An in-memory data store that is also persisted to disk.
Supports concurrent Get(key string)
and Put(key string, val map[string]interface{})
.
All reads are directly from an in-memory map[string]interface{}
data store. The test records are a 100 field Avro record with 50 doubles and 50 strings. Each record is approximately 102800 bytes. Since most of the data is strings, in order to easily "bulk" up the test payloads, as it does not gain as much benefit from the default avro encoding.
For each incoming record, the writer first validates that this is the most recent record for the given key in the in-memory store before overwriting they key. Otherwise, it is possible that we might overwrite the value in the cache with an older record as we cannot guarantee the ordering of writes to the cache.
All writes are persisted to disk at the time of write whether or not they are the most recent value. In order to increase performance that data store is split into a configurable number of shards. Further, once the write to the in-memory shard is complete and the mutex unlocked the incoming data is written to a channel. That channel is read by multiple Persister
go routines that each write to separate files to parallelize I/O operations.

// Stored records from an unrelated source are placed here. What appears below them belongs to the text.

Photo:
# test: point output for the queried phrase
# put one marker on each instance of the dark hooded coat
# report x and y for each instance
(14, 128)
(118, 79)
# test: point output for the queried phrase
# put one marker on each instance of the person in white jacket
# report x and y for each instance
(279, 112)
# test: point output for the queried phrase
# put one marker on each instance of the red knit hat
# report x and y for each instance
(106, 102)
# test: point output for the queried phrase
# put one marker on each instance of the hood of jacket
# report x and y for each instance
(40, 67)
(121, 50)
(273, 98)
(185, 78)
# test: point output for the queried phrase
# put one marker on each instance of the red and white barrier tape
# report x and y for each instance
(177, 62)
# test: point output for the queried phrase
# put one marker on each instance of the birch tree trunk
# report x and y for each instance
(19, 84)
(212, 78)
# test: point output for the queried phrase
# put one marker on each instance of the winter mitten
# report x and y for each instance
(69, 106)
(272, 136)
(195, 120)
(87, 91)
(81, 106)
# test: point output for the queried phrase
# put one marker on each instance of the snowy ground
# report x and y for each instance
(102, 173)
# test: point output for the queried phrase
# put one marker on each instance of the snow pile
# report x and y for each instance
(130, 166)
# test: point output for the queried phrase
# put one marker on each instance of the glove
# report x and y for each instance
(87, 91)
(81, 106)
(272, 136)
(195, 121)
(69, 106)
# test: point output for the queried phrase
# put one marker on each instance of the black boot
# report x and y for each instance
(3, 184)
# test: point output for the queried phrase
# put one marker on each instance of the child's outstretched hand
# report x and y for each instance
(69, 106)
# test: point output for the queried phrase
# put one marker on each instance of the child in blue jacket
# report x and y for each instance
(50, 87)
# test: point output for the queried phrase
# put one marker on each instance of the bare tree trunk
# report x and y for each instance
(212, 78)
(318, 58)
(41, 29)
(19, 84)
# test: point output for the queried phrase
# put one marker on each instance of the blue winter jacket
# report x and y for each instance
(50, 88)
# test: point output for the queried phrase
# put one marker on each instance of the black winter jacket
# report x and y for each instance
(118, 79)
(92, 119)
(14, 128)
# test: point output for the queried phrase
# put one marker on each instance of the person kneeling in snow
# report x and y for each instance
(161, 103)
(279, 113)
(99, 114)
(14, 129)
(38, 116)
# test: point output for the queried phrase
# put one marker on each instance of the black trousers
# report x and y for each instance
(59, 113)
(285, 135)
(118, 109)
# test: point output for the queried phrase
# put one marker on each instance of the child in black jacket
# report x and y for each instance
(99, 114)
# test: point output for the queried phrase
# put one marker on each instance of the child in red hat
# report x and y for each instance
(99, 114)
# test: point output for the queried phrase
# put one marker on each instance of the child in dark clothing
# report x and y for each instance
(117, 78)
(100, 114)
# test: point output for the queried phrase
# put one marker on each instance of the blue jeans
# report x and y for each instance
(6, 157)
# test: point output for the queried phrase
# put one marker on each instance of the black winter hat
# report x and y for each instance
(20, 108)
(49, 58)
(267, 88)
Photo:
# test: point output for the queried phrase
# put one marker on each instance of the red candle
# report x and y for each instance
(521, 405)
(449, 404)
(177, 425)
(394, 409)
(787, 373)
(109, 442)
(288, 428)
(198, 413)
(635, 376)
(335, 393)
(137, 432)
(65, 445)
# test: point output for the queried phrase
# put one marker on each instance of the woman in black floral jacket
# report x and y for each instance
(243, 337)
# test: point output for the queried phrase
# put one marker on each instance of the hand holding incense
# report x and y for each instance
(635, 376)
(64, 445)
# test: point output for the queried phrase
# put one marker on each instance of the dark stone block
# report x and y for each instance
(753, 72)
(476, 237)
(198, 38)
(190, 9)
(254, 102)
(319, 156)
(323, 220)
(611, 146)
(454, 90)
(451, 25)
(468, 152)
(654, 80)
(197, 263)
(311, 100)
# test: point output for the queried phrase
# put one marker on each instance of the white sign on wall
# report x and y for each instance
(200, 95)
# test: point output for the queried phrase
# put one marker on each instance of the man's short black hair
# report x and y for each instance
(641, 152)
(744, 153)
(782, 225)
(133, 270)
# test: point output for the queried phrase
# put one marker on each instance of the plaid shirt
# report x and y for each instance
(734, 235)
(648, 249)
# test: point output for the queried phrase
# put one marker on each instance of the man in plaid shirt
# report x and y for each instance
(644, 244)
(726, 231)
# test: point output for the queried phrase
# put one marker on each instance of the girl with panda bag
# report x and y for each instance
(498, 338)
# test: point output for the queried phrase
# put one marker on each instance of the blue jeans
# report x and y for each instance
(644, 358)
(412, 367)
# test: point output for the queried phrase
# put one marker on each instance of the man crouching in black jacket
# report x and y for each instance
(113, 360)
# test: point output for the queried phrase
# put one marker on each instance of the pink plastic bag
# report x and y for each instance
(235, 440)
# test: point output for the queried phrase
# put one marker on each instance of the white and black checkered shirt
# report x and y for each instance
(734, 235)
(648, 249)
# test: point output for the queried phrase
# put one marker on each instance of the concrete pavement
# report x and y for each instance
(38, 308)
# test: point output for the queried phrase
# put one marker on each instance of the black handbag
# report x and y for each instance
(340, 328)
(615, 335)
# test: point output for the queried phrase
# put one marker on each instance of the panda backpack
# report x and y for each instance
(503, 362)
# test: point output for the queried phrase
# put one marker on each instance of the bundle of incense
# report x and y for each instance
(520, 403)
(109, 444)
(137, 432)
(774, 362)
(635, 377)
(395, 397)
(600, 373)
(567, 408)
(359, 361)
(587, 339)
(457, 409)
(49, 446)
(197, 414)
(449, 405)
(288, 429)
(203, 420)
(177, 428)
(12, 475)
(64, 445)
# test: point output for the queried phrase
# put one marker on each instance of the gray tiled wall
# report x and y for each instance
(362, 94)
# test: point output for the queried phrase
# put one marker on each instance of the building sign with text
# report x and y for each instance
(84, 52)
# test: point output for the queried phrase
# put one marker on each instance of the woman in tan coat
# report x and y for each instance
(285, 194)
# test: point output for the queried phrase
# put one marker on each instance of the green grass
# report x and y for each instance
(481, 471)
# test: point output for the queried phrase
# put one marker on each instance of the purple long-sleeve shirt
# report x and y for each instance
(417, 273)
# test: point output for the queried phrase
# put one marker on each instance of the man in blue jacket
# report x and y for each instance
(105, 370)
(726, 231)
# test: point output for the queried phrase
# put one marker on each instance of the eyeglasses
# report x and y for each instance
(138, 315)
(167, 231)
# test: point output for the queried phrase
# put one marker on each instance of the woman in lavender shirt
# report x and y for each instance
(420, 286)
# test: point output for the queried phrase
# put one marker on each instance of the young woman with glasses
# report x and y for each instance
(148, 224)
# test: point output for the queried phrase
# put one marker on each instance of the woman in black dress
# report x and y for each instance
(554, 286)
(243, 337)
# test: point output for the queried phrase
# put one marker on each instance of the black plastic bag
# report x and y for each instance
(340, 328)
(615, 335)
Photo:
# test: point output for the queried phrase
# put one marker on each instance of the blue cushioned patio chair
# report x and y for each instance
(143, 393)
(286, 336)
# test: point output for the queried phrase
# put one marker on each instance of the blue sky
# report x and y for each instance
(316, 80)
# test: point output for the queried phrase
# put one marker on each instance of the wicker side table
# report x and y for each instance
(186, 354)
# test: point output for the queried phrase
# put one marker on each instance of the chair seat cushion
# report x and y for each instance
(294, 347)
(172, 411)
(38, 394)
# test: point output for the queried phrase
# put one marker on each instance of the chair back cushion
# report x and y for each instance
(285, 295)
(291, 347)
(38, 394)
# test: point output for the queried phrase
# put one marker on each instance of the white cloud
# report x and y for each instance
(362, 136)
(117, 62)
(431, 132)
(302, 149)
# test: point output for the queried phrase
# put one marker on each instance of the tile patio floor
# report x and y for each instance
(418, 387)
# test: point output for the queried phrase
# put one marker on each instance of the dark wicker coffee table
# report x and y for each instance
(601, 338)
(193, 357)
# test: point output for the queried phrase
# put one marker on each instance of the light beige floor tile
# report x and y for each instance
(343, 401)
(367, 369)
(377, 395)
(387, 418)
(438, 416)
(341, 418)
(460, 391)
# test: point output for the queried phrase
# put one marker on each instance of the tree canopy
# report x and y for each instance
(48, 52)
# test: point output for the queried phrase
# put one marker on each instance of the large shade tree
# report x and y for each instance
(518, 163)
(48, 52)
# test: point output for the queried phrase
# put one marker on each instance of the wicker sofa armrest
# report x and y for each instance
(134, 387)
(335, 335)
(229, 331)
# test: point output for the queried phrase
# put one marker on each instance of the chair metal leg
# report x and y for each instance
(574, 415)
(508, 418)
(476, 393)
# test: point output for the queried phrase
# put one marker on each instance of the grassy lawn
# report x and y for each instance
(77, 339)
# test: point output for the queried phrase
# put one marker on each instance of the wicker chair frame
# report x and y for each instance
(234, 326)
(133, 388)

It should be possible to use this as-is in an embedded environment as long as it is connected to a network and can ship the data files to another store for analytics.
-
Implement cache population with existing data on start-up. Currently, it does not yet load the persisted data from disk on start-up. The plan is to implement the functionality such that the cache is pre-populated with the most recent record from each key on start-up by reading all of the data in the output directory.
-
Rotate the output files based on size or number of records. The
Persisters
do not yet do any file rotation.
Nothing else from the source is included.